In another recent case the Ombudsman was asked to consider the actions of the trustees and scheme administrator/actuary of a scheme winding up in deficit. The determination should give some comfort to trustees in a similar position. There is nothing ground-breaking in it – but it covers many typical events and shows the Ombudsman taking a fairly robust view of trustee obligations.

The full determination can be found here

The Scheme commenced winding up in July 2006 and Mr W was a deferred member. His transfer value on wind up was significantly lower than the pre-wind up value of his benefits. He brought a very wide ranging complaint concerning the demise of the scheme. Matters covered included actuarial valuations, investment performance, contribution demands, debt recovery and trustee conflicts. Some of the key findings are set out below.

Interesting points from the Determination

The Ombudsman's jurisdiction did not cover actuarial advice.

The Trustee is entitled to rely on the advice of the actuary, as it would be entitled to rely on the advice it receives from any professional adviser, unless there was good reason why it should not.

The contribution rule provided for “such rate as the trustee decides sufficient to maintain benefits”. When the Scheme was ongoing, this only gave the Trustee the right to demand contributions to pay benefits as they fell due, not to bring the scheme up to full buy-out.

Appropriate steps were taken to manage the trustee conflicts.
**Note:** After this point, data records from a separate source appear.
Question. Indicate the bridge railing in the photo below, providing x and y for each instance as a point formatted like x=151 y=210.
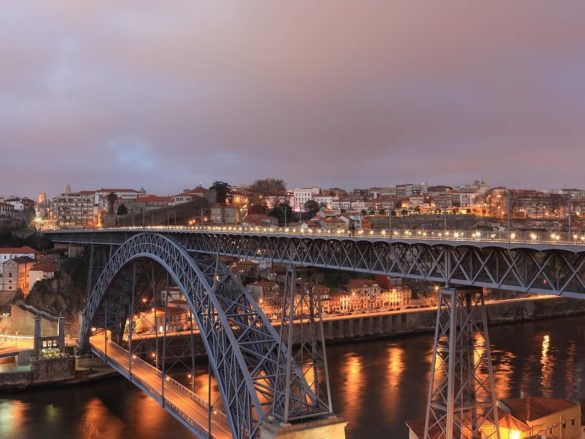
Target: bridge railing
x=156 y=393
x=487 y=236
x=171 y=382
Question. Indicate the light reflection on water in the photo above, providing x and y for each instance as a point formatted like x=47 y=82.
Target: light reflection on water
x=375 y=385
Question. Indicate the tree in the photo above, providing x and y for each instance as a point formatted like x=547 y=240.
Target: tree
x=268 y=186
x=122 y=210
x=222 y=189
x=311 y=205
x=283 y=213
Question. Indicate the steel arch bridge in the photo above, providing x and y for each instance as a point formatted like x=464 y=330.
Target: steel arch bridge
x=545 y=267
x=243 y=348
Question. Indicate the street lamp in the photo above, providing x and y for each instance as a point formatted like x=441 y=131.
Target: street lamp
x=509 y=202
x=570 y=211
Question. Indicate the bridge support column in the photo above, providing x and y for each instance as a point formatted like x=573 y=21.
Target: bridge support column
x=461 y=400
x=302 y=325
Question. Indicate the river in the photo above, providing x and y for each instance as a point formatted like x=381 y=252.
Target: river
x=376 y=386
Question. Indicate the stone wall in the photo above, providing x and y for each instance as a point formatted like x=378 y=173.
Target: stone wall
x=54 y=370
x=23 y=322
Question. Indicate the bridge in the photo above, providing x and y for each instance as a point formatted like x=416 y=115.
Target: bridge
x=260 y=383
x=262 y=387
x=531 y=262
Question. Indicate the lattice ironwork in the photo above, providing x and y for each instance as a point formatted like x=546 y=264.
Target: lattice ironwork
x=241 y=343
x=301 y=331
x=523 y=267
x=461 y=402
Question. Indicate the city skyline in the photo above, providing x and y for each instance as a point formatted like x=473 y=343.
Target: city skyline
x=330 y=93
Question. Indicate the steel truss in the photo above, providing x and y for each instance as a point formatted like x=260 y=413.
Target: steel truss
x=461 y=401
x=534 y=268
x=301 y=330
x=242 y=346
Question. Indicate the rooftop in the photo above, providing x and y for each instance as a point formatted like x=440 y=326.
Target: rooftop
x=532 y=407
x=18 y=250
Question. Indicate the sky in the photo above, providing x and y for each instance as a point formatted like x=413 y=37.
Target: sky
x=169 y=95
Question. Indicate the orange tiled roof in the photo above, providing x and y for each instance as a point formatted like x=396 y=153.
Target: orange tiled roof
x=46 y=267
x=17 y=250
x=532 y=407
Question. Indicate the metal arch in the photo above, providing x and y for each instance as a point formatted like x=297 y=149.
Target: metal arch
x=523 y=267
x=242 y=345
x=242 y=355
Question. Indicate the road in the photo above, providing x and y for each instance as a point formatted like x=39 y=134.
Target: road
x=176 y=396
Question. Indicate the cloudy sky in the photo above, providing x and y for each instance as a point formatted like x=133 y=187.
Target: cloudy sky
x=167 y=95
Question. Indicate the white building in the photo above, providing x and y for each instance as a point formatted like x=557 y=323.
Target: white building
x=14 y=252
x=302 y=195
x=324 y=200
x=17 y=204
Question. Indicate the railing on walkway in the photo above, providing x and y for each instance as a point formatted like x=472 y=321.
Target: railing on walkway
x=479 y=236
x=156 y=393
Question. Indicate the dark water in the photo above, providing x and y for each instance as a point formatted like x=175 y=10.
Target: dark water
x=375 y=385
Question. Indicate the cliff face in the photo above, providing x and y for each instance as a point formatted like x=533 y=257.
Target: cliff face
x=65 y=293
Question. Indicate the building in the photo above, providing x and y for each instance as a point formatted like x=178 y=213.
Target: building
x=267 y=294
x=259 y=220
x=8 y=253
x=144 y=203
x=302 y=195
x=42 y=270
x=16 y=274
x=530 y=417
x=192 y=194
x=75 y=209
x=7 y=210
x=224 y=215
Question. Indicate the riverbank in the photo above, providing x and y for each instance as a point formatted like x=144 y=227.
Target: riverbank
x=53 y=374
x=413 y=322
x=337 y=330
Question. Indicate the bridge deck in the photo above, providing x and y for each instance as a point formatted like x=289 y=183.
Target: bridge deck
x=187 y=407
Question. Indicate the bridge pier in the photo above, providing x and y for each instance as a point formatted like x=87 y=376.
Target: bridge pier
x=461 y=400
x=330 y=428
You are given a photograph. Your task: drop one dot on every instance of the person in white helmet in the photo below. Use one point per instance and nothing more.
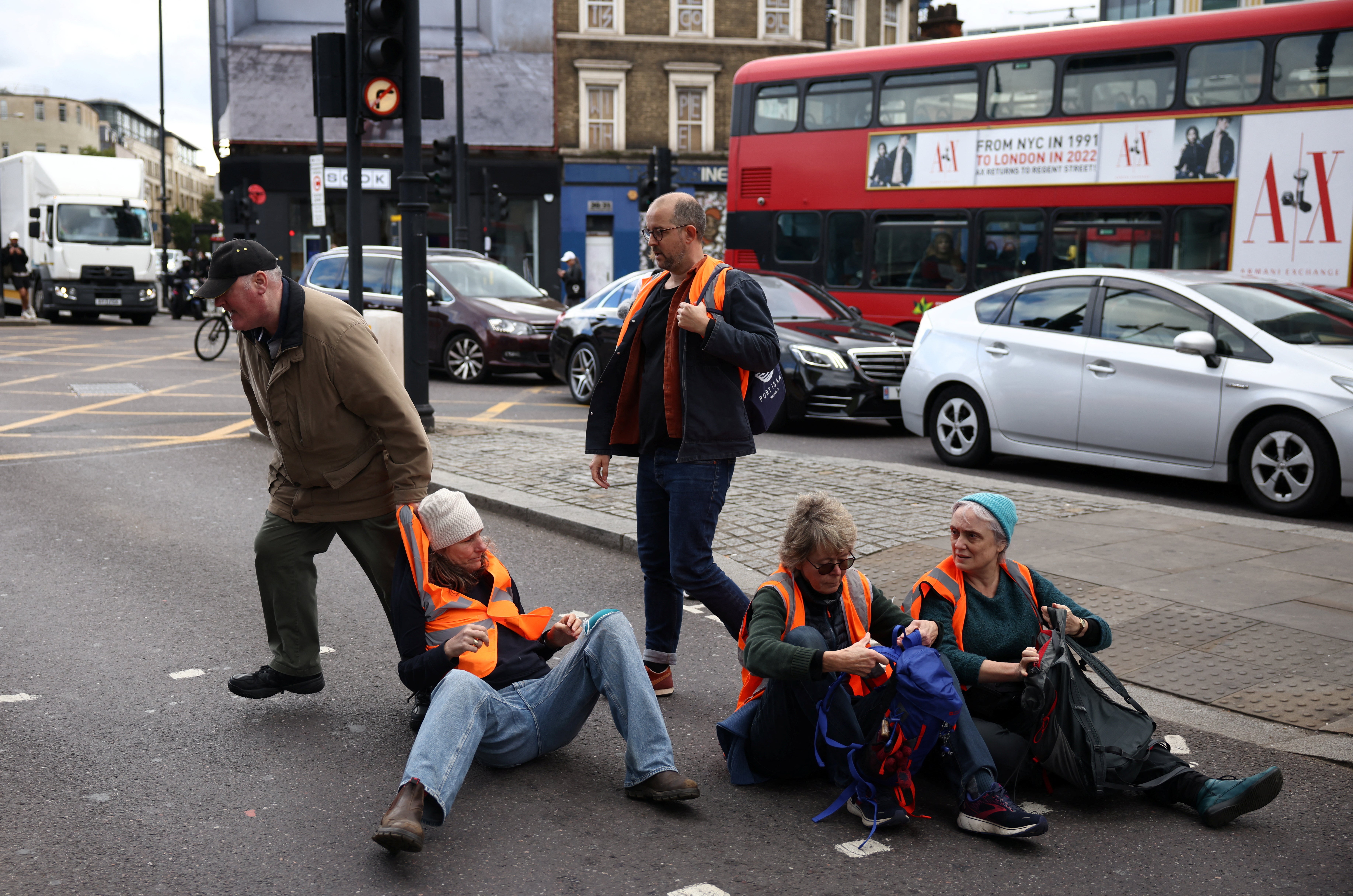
(573, 277)
(17, 260)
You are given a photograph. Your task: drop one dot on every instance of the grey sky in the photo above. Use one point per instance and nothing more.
(109, 49)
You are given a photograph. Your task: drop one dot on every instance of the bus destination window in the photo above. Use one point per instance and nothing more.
(1010, 244)
(846, 248)
(1224, 74)
(1126, 83)
(1314, 67)
(1021, 90)
(835, 105)
(929, 98)
(921, 252)
(1129, 239)
(777, 109)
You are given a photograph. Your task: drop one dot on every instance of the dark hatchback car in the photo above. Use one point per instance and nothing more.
(837, 365)
(482, 317)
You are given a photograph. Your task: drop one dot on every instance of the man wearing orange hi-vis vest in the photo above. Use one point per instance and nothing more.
(673, 396)
(465, 635)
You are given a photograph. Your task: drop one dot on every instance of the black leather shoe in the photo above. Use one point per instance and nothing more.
(423, 700)
(268, 681)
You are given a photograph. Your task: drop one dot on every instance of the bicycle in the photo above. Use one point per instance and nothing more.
(213, 338)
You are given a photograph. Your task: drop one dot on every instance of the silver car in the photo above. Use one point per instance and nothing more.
(1195, 374)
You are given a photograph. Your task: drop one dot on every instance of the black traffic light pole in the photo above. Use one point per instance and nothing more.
(413, 225)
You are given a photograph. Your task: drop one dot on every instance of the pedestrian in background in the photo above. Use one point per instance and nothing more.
(673, 397)
(348, 449)
(573, 278)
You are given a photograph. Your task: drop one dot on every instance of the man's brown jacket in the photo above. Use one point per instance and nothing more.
(348, 443)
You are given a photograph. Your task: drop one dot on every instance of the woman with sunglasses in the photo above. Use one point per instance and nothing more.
(810, 623)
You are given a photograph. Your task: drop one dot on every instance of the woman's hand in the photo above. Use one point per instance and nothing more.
(566, 631)
(929, 630)
(469, 639)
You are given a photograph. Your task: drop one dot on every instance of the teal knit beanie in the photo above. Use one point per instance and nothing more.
(1000, 507)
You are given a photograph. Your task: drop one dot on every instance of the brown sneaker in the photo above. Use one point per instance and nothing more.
(401, 826)
(664, 787)
(662, 681)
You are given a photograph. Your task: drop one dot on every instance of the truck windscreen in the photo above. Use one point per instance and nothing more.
(109, 225)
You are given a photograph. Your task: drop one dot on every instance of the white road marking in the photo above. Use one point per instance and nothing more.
(1179, 746)
(856, 852)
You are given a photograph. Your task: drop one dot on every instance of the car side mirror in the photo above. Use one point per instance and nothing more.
(1198, 343)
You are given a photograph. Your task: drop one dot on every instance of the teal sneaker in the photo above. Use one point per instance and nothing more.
(1222, 801)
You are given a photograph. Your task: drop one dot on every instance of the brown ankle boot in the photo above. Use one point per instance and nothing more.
(401, 826)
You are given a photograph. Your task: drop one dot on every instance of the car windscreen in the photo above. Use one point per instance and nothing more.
(484, 279)
(791, 304)
(107, 225)
(1291, 313)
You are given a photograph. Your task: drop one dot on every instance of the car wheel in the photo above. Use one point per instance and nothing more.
(465, 359)
(582, 373)
(1289, 468)
(958, 428)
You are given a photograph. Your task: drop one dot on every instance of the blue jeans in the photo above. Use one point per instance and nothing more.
(677, 510)
(505, 729)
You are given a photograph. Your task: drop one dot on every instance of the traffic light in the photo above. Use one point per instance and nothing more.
(444, 175)
(381, 57)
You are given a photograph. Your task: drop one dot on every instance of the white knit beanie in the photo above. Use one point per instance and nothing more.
(448, 518)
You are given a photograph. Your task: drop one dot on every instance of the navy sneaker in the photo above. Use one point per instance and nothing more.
(1221, 801)
(995, 813)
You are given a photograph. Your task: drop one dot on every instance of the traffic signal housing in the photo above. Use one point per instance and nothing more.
(381, 57)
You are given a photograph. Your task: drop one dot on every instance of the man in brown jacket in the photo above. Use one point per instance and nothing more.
(348, 446)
The chairman of trustees was also a director of the parent company. He had abstained from parent company board meetings where the pension scheme was discussed. In addition, an independent trustee had been appointed.

All the matters which were the subject of the complaint were within the range of possible actions which a reasonable body of trustees might have taken. The Trustee is required to act in the best interests of the members, it does not mean that it cannot also have some regard for the interests of the sponsoring companies too.